The Virtual Reality Gorilla-Rhino Test
A couple of months ago, while I was in Atlanta for the Electronic Entertainment Expo, I had occasion to put my hand in a rhinoceros' mouth.
At first hearing this sounds like a highly dangerous thing to do. A rhinoceros is a 2500-pound animal with molars that could crush a human hand to hamburger without the rhino even noticing.
However, rhinos are herbivores, and their teeth are set far back in their jaws. They have a pointed, prehensile upper lip, which they use to grip plants and pull them up for eating. The lower lip is large and flat, and they have a long, triangular tongue, but no front teeth at all. Their lips are smooth and sensitive, but with a great deal of strength behind them - imagine a human lip backed by the musculature of a strong man's biceps. But for all that, they are remarkably delicate and precise.
It's possible, with rhinos that have been appropriately trained, to feed them slices of apple by hand. You put the apple on your open hand, and put your hand partway into its mouth. The rhino uses its upper lip to scoop the apple slice off your hand, and then crunches it up. This process, not coincidentally, involves a certain amount of rhino saliva, but I've known Newfoundland dogs that were a lot worse.
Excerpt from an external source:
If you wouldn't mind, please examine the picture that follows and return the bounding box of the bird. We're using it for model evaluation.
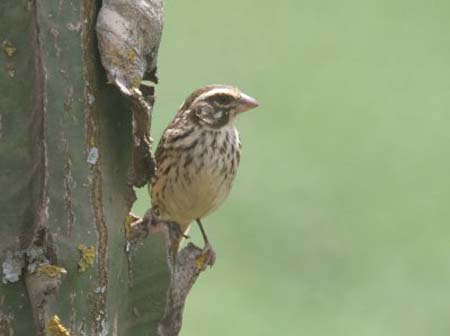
[149,84,258,265]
The occasion of this extraordinary experience was a visit to Zoo Atlanta in the company of one of its resident animal psychologists, right at rhino feeding time. A backstage tour of a zoo is an experience not to be missed, if you ever get the opportunity. I took a day off from E3 to go put my hand in a rhino's mouth, and in retrospect it was much more interesting than anything I saw on the show floor.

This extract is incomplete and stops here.